Fourth-year veterinary student Helen Jones prepares a puppy for a checkup at the Athens Area Humane Society. (Photo by Dorothy Kozlowski/UGA)

UGA’s shelter medicine program has grown along with AAHS. Dr. Staci Cannon, a UGA veterinary medicine alumna, returned to Athens in July 2022 to serve as the college’s first faculty shelter medicine specialist. Cannon is housed at the Humane Society and oversees the fourth-year veterinary medical students who are completing clinical rotations at AAHS.

“Student education takes more time,” Johnston said, “so we wanted a UGA faculty member to be embedded at the Humane Society. We are guests in their building, and Dr. Cannon can dedicate time without burdening the Humane Society’s veterinarians.”

CVM shelter medicine specialist Dr. Staci Cannon secures a respirator on a kitten during surgery. (Photo by Dorothy Kozlowski/UGA)

Cannon works closely with AAHS staff and veterinarians. Her background in shelter medicine and public health will support AAHS’ community outreach initiatives. In addition to spay/neuter surgical experience, veterinary students learn about infectious disease prevention and management, facility design, and behavioral health in shelter animals. Keeping shelter pets healthy leads to shorter shelter stays, improved animal welfare, and more vulnerable lives saved.

Cannon and AAHS staff share a vision of connecting future veterinarians to shelter medicine.

Fourth-year veterinary student Hannah Greene, Dr. Staci Cannon, and fourth-year veterinary student Helen Jones perform spay and neuter surgeries on cats at the Athens Area Humane Society. Recent patients recover in the foreground under the care of technicians. (Photo by Dorothy Kozlowski/UGA)

“There currently is a shortage of veterinarians engaged in shelters,” Cannon said. “Through this program we are taking a higher-level view. We want to equip the next generation of veterinarians to help shelters and care for animals in all areas of our communities.”

“We can offer a place where people can train and take the expertise to other shelters, humane societies and private practices across Georgia,” Kaylor said. “This will allow for more well-rounded veterinarians who can partner with shelters or conduct research to help animals.”

Dr. Staci Cannon at the Athens Area Humane Society. (Photo by Dorothy Kozlowski/UGA)

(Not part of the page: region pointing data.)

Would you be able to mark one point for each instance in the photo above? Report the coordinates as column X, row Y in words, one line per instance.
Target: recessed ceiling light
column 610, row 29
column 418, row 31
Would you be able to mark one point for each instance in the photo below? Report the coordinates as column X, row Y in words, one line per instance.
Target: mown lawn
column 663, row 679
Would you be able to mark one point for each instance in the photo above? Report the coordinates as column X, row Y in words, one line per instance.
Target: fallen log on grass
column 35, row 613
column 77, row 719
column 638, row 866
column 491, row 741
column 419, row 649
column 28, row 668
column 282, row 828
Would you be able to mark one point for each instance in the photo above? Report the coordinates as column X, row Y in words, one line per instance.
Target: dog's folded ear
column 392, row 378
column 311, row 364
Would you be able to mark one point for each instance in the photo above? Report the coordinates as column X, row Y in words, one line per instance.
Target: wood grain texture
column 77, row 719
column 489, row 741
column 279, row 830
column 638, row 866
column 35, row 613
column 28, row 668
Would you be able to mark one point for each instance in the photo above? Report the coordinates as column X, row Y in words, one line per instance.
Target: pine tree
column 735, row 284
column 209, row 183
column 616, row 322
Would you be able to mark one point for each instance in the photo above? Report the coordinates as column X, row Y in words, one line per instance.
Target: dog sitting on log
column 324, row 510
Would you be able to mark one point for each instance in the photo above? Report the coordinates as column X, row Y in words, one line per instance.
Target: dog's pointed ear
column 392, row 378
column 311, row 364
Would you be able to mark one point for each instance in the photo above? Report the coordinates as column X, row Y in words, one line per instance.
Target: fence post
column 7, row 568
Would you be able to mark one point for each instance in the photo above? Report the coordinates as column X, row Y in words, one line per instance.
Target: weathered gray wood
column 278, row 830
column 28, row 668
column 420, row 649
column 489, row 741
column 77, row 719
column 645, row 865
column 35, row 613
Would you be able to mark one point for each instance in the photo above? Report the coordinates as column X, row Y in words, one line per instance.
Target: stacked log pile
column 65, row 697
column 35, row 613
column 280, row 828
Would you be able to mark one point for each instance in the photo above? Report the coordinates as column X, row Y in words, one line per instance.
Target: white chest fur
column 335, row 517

UGA plans for the shelter medicine partnership to expand in the years to come. The university is conducting fundraising efforts to support the program’s growth. UGA has hired a second faculty member to be housed at AAHS starting in December and plans to hire a veterinary technician.

“It is still early in the relationship,” Johnston said. “There is a large opportunity to develop the partnership and have things grow, and we feel very positive about it.”